On est immédiatement conquis par ce mélange des genres détonnant et jubilatoire, d'autant qu'il s'accompagne d'un regard truculent sur une Amérique savamment surannée qui semble se moquer d'elle-même. Complètement au service de leurs personnages, les trois acteurs principaux s'en donnent à cœur joie dans le second degré : Michael C. Hall à contre-emploi en petit commerçant timoré, Don Johnson en incarnation de la "coolitude" absolue, Sam Shepard en cow-boy moderne. Ils offrent indéniablement au film ses plus beaux moments, non pas spectaculaires, mais purement verbaux, avec des répliques hilarantes et cinglantes souvent prononcées d'un ton gourmand.
Pour autant, la mise en scène de Jim Mickle est très loin d'être en reste. On est bouche bée devant certaines séquences ultra découpées, à l'esthétique stylisée (éclairages au néon, gros plans, musique lancinante…), qui évoquent une synthèse du meilleur du cinéma d’action des années 80 et des polars asiatiques contemporains. C’est nerveux, précis, élégant, maîtrisé… mais aussi drôle et jubilatoire. La violence, loin d’être édulcorée, explose en petites touches âpres, comme un contrepoint salutaire à la légèreté du ton, qui ferait oublier la gravité du propos.
Car ce que dénonce le film fait froid dans le dos : corruption d’une police plus soucieuse de protéger ses sources que de rendre la justice, émergence d’une nouvelle sorte de divertissement cruel consistant à regarder des meurtres en vidéo, inégalités dans la valeur accordée à la vie humaine selon qu’il s’agit d’un citoyen blanc et de sexe masculin ou d’une jeune femme clandestine et latino…Le portrait que Juillet de sang dresse de l’Amérique moderne (Jim Mickle a situé le film dans les années 80 pour ne pas avoir l’air de prendre parti dans le débat actuel sur le port d’armes, que l’intrigue semble justifier jusqu’à un certain point) est tout simplement terrifiant.
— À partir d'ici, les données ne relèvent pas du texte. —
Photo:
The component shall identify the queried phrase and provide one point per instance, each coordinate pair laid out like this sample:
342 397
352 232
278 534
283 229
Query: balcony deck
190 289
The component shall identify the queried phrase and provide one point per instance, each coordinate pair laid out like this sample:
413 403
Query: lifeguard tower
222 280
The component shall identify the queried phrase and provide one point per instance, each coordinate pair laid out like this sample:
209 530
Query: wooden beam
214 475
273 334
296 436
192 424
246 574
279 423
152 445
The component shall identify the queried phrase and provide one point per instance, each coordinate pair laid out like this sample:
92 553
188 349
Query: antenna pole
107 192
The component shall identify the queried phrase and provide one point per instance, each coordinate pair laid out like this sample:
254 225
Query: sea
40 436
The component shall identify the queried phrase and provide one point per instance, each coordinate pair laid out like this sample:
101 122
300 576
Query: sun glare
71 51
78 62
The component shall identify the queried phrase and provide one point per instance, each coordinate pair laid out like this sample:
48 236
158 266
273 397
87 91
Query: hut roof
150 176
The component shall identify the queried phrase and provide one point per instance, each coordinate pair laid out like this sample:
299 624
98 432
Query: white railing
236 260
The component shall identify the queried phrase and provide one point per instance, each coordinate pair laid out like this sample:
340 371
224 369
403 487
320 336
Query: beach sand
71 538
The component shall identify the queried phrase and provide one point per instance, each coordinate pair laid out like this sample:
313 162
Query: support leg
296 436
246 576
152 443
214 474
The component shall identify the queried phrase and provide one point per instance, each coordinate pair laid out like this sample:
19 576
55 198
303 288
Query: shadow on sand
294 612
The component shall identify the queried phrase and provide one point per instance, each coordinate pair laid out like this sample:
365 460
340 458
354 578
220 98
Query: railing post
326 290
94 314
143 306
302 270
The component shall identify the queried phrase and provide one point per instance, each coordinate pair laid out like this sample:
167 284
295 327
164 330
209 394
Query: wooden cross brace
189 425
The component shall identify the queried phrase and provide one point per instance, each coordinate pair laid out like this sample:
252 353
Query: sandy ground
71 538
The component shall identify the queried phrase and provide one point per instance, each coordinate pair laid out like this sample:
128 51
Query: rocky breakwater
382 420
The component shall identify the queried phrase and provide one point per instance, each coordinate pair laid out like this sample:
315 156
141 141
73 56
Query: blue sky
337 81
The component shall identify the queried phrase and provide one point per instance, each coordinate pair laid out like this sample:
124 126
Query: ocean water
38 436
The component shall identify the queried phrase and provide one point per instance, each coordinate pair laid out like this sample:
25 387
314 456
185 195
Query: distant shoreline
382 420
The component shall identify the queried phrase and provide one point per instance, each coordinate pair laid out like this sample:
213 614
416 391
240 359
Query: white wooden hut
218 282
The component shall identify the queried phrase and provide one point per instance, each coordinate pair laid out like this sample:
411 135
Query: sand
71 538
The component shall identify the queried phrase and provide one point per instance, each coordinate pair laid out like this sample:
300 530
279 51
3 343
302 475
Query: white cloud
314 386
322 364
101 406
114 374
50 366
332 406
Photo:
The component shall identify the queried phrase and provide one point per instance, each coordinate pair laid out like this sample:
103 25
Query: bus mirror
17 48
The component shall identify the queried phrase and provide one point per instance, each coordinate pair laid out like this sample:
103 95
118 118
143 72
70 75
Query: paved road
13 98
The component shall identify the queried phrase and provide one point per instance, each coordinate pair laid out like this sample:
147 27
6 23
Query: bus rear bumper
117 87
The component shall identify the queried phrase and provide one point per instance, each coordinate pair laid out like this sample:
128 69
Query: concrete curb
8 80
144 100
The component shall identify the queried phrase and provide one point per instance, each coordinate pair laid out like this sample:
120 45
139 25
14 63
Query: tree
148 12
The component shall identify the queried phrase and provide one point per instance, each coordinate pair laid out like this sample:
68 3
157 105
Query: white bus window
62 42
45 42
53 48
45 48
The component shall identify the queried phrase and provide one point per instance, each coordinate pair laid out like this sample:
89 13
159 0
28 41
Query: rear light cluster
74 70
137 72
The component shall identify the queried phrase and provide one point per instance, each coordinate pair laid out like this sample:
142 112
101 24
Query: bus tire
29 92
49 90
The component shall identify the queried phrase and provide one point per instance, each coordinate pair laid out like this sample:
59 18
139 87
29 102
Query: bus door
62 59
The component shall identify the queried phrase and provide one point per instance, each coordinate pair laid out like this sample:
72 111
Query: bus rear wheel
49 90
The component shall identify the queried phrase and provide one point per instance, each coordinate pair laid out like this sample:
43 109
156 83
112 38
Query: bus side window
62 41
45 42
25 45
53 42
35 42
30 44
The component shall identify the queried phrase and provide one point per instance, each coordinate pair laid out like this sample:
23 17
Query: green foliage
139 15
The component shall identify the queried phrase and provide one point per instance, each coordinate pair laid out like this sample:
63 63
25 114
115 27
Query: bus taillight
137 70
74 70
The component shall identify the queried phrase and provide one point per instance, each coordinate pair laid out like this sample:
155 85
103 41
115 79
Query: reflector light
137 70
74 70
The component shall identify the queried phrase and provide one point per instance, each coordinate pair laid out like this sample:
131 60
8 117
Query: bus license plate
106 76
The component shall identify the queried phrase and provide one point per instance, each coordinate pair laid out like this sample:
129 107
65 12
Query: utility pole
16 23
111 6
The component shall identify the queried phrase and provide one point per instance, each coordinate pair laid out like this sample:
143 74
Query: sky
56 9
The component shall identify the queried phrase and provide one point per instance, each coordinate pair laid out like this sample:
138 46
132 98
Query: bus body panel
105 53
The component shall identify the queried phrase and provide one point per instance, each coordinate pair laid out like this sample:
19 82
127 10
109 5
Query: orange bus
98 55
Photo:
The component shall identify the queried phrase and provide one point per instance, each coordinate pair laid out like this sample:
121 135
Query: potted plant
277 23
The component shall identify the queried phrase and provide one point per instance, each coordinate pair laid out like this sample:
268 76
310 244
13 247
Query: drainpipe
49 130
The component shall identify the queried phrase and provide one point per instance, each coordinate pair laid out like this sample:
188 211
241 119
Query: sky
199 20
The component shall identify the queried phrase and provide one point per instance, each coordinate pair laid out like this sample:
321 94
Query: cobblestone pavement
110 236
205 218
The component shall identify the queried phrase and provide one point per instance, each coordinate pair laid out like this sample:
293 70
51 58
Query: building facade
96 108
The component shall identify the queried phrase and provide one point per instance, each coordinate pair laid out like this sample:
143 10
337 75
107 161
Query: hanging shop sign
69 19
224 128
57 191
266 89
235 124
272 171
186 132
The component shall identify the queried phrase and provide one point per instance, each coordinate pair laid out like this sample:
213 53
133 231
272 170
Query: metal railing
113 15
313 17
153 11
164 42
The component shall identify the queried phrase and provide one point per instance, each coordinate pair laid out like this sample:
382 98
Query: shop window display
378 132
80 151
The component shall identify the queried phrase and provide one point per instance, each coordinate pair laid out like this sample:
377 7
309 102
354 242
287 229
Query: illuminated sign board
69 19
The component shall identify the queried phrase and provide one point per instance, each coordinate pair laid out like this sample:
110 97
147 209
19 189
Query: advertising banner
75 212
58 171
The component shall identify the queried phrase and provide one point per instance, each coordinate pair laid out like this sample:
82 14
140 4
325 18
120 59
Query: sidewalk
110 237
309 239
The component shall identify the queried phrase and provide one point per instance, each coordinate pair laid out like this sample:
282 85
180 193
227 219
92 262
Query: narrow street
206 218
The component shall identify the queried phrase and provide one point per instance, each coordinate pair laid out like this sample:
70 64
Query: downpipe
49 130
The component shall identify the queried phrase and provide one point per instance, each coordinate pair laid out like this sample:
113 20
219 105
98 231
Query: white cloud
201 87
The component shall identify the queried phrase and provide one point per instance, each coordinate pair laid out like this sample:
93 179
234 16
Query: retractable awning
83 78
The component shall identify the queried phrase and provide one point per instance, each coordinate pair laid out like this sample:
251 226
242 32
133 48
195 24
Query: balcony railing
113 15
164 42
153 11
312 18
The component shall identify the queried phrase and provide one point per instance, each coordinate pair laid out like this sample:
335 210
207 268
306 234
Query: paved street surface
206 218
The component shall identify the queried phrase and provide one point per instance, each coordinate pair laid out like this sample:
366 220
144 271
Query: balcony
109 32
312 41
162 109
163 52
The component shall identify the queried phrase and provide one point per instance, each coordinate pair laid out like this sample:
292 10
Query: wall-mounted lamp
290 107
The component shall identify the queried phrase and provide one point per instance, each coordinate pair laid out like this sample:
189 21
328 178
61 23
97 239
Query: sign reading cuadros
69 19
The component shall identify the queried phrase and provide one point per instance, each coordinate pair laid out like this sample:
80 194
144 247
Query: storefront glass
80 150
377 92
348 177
Métaphoriquement, le film va même plus loin en mettant le doigt sur l’incapacité des aînés à transmettre leurs valeurs aux plus jeunes et sur le fossé moral entre les générations : alors que les deux personnages interprétés par Don Johnson et Sam Shepard obéissent à un code d’honneur strict, leurs héritiers ont en effet abandonné toute notion d’éthique et même d’humanité.
Fidèle à ses préoccupations (la question était déjà au centre de We are what we are), le cinéaste poursuit également son étude sur les racines du mal : est-il en nous dès la naissance, ou dépend-il de notre vécu ? Est-on responsable de la monstruosité de ses enfants ? Evidemment, il se garde bien de donner des réponses. Mais la séquence finale montrant les retrouvailles d’un père et de son fils est de loin la plus terrible scène d’amour filial que l’on ait eu l’occasion de voir au cinéma. Chez Jim Mickle, la cellule familiale n’est décidément jamais un havre de paix protégé des horreurs du monde, mais plutôt le lieu où elles prennent toute leur mesure.